瞪着那跟她杠上的守卫,唐欢欢咬着牙深吸一口气。
尼玛,她特么快炸了!
转身,砰的一声,唐欢欢一脚踹向大门,那力度,就看被她踹掉的一个角就知道有多大了。
见此,门前的两个守卫顿时愣住,他们怎么都不敢相信一个看起来柔柔弱弱的女人,居然有这么大的力气,他们该不会是眼花吧!……
正门不让进,她就走偏门,不过是一个破王府,还能拦得住她?
蹑手蹑脚的推门走进,可是那站在门前像个桩子似的人险些将她的魂吓飞,唐欢欢以为又是一个来拦她的,正准备开骂,就见南影转过身看了她一眼什么都没说,直接走开了。
“诶……”
唐欢欢愣了愣,刚要叫,就见南影脚步一顿,低声说:“王爷已经昏迷了,还请姑娘别再耽搁了。
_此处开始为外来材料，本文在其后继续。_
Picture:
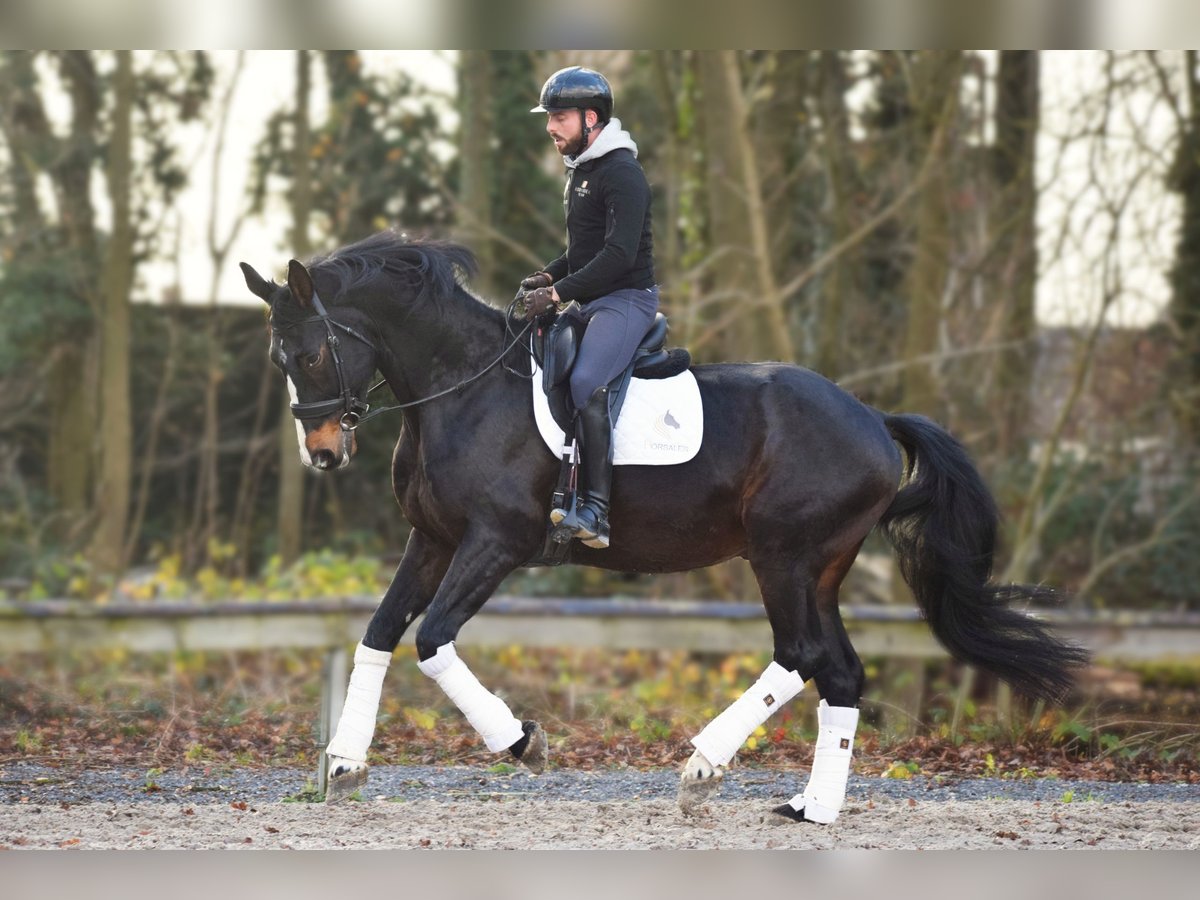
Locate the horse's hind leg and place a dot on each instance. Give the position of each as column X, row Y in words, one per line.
column 411, row 591
column 840, row 684
column 787, row 593
column 477, row 570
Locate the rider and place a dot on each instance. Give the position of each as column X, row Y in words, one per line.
column 607, row 268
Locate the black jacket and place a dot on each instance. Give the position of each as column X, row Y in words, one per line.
column 609, row 243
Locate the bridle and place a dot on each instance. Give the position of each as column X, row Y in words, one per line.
column 354, row 411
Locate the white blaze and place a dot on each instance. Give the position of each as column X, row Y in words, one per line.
column 305, row 457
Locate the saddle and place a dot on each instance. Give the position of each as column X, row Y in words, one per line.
column 556, row 347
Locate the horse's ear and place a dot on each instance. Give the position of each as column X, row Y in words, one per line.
column 258, row 286
column 300, row 283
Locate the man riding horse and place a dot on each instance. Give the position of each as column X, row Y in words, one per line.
column 607, row 268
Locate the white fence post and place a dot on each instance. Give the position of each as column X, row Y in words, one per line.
column 333, row 699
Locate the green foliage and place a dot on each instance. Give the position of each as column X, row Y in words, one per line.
column 375, row 162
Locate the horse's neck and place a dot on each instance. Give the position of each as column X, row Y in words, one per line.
column 435, row 349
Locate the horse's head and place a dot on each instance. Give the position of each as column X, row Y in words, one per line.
column 328, row 361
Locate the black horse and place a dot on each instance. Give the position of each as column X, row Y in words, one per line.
column 792, row 475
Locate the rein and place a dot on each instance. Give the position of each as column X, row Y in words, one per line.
column 355, row 411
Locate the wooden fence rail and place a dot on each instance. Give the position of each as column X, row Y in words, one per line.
column 335, row 625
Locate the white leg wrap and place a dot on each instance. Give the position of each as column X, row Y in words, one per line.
column 357, row 725
column 826, row 791
column 729, row 731
column 489, row 714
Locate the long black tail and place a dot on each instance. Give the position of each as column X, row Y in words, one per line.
column 942, row 525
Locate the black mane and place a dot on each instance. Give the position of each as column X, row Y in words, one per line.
column 430, row 267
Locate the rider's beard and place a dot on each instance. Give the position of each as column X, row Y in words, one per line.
column 571, row 148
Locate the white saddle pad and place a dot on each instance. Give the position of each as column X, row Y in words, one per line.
column 661, row 423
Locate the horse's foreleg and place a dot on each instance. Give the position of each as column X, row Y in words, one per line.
column 411, row 591
column 477, row 570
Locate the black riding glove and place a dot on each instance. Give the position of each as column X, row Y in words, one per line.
column 538, row 280
column 539, row 303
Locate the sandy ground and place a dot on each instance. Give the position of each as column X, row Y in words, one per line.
column 651, row 825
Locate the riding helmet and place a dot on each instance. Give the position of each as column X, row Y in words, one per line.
column 576, row 88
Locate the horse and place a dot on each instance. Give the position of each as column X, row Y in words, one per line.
column 792, row 475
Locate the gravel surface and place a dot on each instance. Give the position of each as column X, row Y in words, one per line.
column 415, row 807
column 30, row 783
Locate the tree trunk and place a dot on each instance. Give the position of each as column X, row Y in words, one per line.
column 475, row 160
column 1185, row 306
column 744, row 279
column 35, row 150
column 1013, row 228
column 291, row 509
column 839, row 165
column 935, row 87
column 117, row 277
column 208, row 493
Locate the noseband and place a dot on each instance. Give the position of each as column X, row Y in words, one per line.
column 352, row 408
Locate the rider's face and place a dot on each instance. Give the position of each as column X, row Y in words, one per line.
column 567, row 130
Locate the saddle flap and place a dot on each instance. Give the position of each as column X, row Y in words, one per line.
column 559, row 348
column 657, row 334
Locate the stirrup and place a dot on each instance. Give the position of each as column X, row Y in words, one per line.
column 598, row 538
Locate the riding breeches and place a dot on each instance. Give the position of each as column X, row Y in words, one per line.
column 617, row 323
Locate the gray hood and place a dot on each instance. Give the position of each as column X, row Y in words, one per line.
column 613, row 137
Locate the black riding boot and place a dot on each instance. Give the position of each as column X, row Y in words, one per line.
column 594, row 429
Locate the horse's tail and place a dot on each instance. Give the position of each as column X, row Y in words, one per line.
column 942, row 525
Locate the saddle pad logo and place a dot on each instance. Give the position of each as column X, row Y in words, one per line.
column 664, row 425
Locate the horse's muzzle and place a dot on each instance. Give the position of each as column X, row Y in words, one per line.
column 331, row 445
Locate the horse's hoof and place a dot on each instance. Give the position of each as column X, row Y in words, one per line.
column 699, row 783
column 786, row 813
column 345, row 778
column 562, row 534
column 534, row 750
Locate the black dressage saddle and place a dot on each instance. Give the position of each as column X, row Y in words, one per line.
column 556, row 347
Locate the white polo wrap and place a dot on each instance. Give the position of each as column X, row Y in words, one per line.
column 729, row 731
column 357, row 725
column 826, row 791
column 487, row 713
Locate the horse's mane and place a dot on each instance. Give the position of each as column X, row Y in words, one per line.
column 431, row 268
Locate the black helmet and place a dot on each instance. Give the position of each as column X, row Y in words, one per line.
column 576, row 88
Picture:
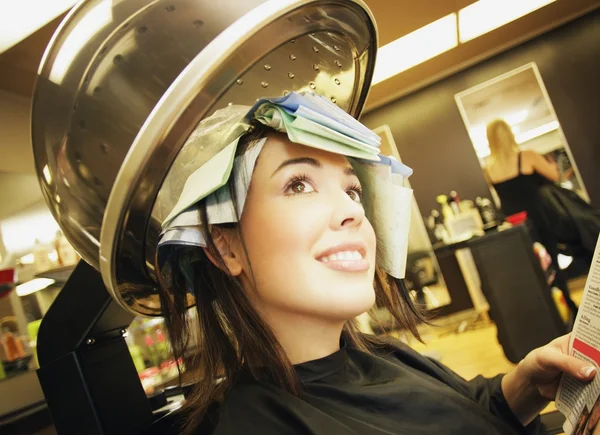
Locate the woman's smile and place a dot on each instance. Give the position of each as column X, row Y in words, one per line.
column 346, row 257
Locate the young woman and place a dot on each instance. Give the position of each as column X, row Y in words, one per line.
column 517, row 177
column 276, row 295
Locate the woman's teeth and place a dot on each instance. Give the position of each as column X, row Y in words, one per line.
column 342, row 256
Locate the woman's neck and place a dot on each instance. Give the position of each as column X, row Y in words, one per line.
column 305, row 339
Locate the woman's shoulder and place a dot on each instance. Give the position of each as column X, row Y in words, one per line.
column 252, row 406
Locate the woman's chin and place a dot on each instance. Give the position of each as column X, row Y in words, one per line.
column 351, row 303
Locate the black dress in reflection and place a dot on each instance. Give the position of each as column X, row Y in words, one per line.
column 524, row 193
column 394, row 391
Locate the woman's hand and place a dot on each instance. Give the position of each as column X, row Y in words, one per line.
column 534, row 381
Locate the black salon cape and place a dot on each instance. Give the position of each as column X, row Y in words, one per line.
column 396, row 391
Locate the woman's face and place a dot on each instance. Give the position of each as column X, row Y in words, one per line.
column 311, row 250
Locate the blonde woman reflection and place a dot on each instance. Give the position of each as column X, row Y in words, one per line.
column 517, row 177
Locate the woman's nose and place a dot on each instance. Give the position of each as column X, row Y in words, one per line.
column 346, row 212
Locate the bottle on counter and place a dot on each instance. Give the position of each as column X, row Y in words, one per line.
column 447, row 211
column 13, row 346
column 454, row 202
column 41, row 257
column 486, row 210
column 67, row 256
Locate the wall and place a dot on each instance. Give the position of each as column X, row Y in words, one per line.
column 431, row 135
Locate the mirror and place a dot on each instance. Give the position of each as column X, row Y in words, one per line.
column 519, row 97
column 422, row 270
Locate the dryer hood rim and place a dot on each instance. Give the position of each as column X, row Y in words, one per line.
column 198, row 74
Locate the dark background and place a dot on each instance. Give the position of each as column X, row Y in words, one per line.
column 432, row 138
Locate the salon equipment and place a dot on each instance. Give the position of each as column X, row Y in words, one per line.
column 121, row 86
column 515, row 286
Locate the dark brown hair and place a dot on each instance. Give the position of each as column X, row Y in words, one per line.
column 230, row 333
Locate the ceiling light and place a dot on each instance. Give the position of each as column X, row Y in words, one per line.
column 535, row 132
column 516, row 117
column 486, row 15
column 89, row 24
column 416, row 47
column 27, row 259
column 35, row 285
column 21, row 18
column 47, row 174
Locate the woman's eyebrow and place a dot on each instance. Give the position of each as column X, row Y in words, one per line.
column 298, row 161
column 309, row 161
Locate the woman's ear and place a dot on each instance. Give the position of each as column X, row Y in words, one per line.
column 226, row 241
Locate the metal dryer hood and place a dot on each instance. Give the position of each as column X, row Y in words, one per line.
column 124, row 82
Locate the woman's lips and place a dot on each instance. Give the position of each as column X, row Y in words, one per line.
column 347, row 258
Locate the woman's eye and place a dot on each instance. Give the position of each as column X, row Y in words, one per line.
column 298, row 187
column 355, row 195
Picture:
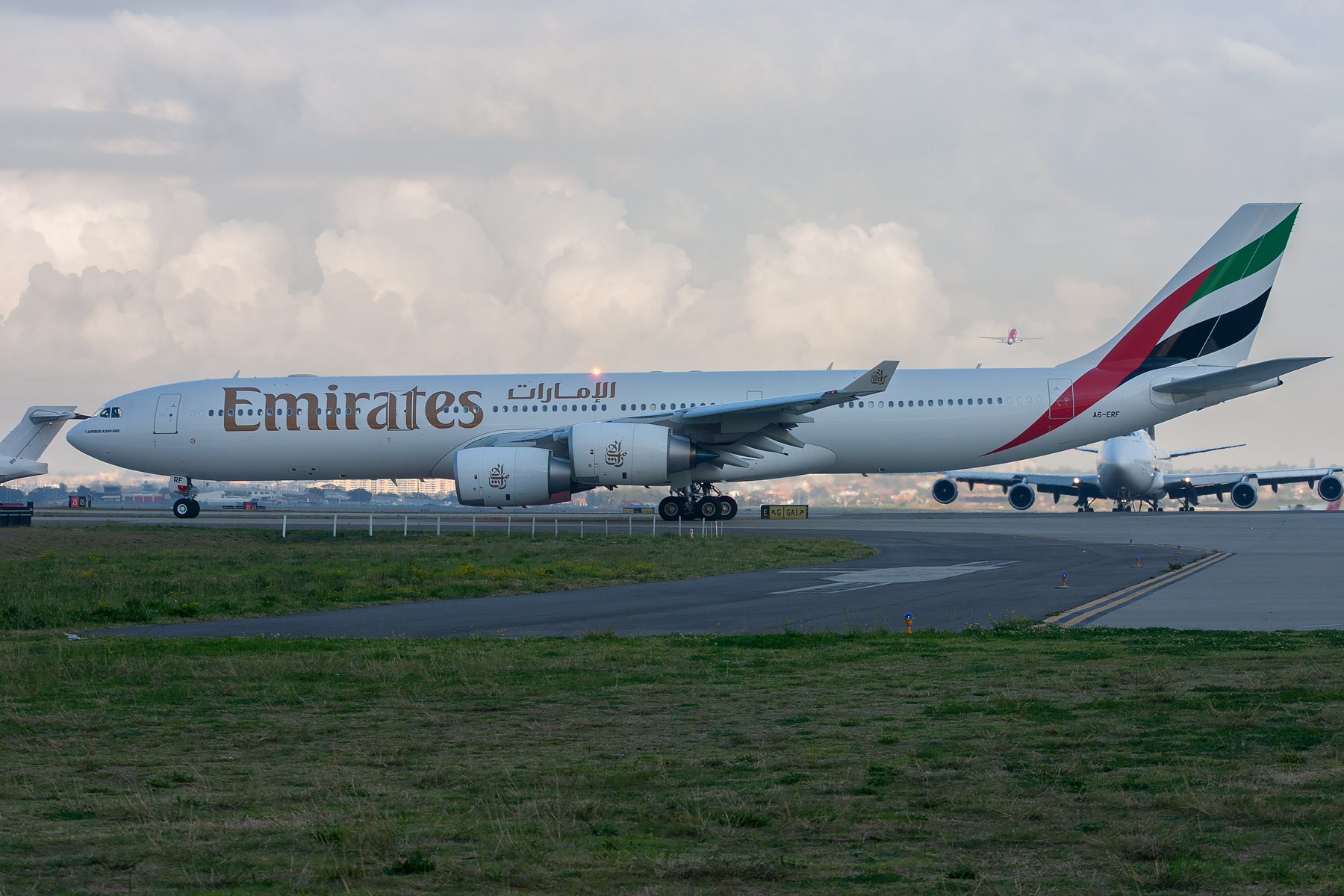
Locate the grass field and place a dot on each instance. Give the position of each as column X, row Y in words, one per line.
column 81, row 578
column 986, row 762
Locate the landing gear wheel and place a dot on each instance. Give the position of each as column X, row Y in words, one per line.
column 707, row 508
column 670, row 508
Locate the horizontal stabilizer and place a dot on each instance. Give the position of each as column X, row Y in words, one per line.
column 38, row 426
column 1236, row 376
column 1219, row 448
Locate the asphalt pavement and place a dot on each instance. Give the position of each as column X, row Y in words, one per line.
column 944, row 579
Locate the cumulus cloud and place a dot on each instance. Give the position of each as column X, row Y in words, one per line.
column 1263, row 60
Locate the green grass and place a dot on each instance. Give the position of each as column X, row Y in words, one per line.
column 984, row 762
column 81, row 578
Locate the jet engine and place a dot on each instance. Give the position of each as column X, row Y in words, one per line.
column 631, row 453
column 1021, row 496
column 1331, row 488
column 510, row 477
column 944, row 491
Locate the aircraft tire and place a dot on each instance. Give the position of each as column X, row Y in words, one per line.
column 670, row 508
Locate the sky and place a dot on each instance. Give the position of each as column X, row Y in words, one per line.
column 190, row 190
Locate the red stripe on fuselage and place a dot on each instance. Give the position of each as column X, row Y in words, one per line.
column 1120, row 361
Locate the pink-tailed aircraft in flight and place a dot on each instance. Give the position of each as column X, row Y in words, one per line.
column 1012, row 337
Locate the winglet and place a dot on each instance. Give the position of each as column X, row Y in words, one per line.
column 874, row 381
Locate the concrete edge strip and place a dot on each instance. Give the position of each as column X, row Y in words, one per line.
column 1132, row 593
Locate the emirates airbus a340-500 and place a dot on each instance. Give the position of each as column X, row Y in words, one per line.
column 517, row 441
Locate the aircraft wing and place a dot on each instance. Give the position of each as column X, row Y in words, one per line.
column 745, row 429
column 1221, row 482
column 1234, row 378
column 1054, row 484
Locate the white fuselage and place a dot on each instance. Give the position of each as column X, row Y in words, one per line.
column 342, row 426
column 1132, row 467
column 13, row 467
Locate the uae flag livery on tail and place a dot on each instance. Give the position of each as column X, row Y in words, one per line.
column 1207, row 314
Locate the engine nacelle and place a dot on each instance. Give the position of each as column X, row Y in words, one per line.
column 944, row 491
column 1021, row 496
column 1245, row 494
column 510, row 477
column 631, row 453
column 1331, row 488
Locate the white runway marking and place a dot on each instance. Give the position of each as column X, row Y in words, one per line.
column 858, row 579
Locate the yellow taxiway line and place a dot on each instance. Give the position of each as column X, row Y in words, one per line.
column 1071, row 618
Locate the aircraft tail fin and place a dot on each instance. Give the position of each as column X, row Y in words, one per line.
column 35, row 430
column 1210, row 312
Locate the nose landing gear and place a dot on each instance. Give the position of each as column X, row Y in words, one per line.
column 186, row 507
column 700, row 501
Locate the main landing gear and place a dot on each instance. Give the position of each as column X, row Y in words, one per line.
column 700, row 501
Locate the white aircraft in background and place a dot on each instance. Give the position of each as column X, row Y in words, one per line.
column 1012, row 337
column 530, row 440
column 19, row 450
column 1136, row 467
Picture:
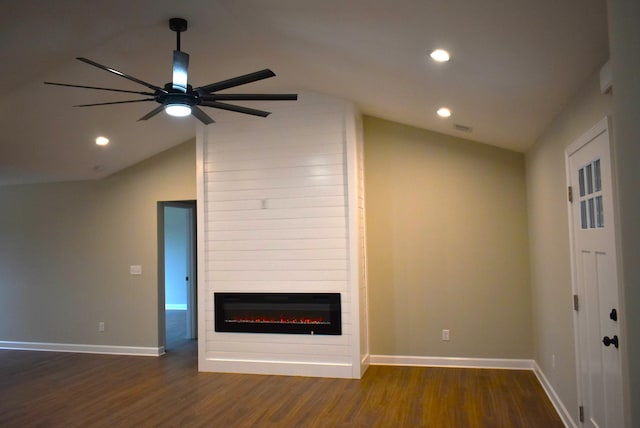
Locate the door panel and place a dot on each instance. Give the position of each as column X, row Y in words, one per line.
column 595, row 278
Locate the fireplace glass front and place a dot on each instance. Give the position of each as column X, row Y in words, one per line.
column 290, row 313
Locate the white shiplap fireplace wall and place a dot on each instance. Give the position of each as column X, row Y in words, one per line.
column 281, row 209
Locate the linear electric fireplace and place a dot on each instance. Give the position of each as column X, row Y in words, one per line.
column 291, row 313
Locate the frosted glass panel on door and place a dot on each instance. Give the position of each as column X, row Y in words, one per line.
column 591, row 204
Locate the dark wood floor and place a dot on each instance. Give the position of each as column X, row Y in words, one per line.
column 50, row 389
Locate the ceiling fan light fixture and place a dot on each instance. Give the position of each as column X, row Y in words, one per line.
column 440, row 55
column 444, row 112
column 178, row 110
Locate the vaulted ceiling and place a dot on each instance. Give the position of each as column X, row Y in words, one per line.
column 514, row 65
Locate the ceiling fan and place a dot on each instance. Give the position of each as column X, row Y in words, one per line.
column 178, row 98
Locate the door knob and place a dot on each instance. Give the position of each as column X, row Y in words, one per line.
column 610, row 341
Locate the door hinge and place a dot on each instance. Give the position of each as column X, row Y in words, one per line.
column 581, row 409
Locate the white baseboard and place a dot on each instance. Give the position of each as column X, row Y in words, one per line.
column 477, row 363
column 175, row 306
column 86, row 349
column 555, row 400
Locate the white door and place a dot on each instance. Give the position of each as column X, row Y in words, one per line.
column 595, row 279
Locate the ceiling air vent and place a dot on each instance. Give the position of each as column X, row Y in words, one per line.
column 462, row 128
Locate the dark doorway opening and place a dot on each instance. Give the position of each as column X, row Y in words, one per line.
column 177, row 274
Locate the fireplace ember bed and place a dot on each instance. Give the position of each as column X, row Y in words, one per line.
column 288, row 313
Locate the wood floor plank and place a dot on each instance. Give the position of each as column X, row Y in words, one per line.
column 49, row 389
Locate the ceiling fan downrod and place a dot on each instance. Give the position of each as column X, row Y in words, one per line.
column 178, row 25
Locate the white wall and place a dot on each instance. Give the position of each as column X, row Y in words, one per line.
column 276, row 196
column 624, row 36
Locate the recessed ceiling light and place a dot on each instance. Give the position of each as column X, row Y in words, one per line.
column 440, row 55
column 444, row 112
column 102, row 141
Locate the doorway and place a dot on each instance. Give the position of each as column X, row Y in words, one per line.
column 177, row 291
column 595, row 278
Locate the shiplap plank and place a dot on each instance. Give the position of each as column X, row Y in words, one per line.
column 282, row 203
column 275, row 183
column 291, row 192
column 268, row 173
column 227, row 145
column 276, row 221
column 276, row 265
column 275, row 224
column 275, row 348
column 284, row 275
column 258, row 356
column 317, row 212
column 280, row 244
column 254, row 286
column 282, row 162
column 277, row 234
column 266, row 151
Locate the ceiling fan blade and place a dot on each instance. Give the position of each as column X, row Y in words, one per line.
column 115, row 102
column 250, row 97
column 152, row 113
column 180, row 70
column 100, row 88
column 239, row 109
column 121, row 74
column 235, row 81
column 200, row 115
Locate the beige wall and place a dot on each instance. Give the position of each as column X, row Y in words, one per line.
column 551, row 290
column 447, row 245
column 66, row 248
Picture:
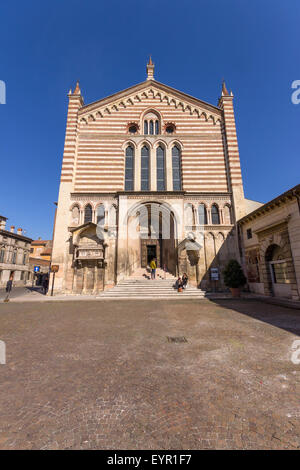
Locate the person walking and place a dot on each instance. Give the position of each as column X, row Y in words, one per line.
column 184, row 280
column 45, row 284
column 153, row 268
column 8, row 289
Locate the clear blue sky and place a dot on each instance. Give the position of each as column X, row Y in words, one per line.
column 47, row 45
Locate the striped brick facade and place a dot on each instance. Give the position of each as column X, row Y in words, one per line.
column 93, row 171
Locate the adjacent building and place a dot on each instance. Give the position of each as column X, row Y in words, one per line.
column 271, row 240
column 147, row 172
column 14, row 255
column 40, row 258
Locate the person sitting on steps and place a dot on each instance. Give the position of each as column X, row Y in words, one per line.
column 153, row 268
column 178, row 284
column 184, row 280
”
“看来你们王府还是有明白人吗!”唐欢欢自言自语的嘟囔了一句,并没有得到南影的任何回答,她跟着南影来到宫洺的房里,南影没有多留,直接退下。
看着桌面上那一堆堆的药瓶,唐欢欢眉头一拧,瞪了一眼床上昏睡的人,“该死的家伙,宁愿乱用药都不要我救,昏死你算了。”
褪去他上身的衣服,唐欢欢用银针封穴逼毒,半个时辰后,宫洺终于有了一丝反应,她擦了擦额上急出来的汗,松了口气,而后拿出丹药往他嘴里送,可是看了半天他好像都没有咽下去。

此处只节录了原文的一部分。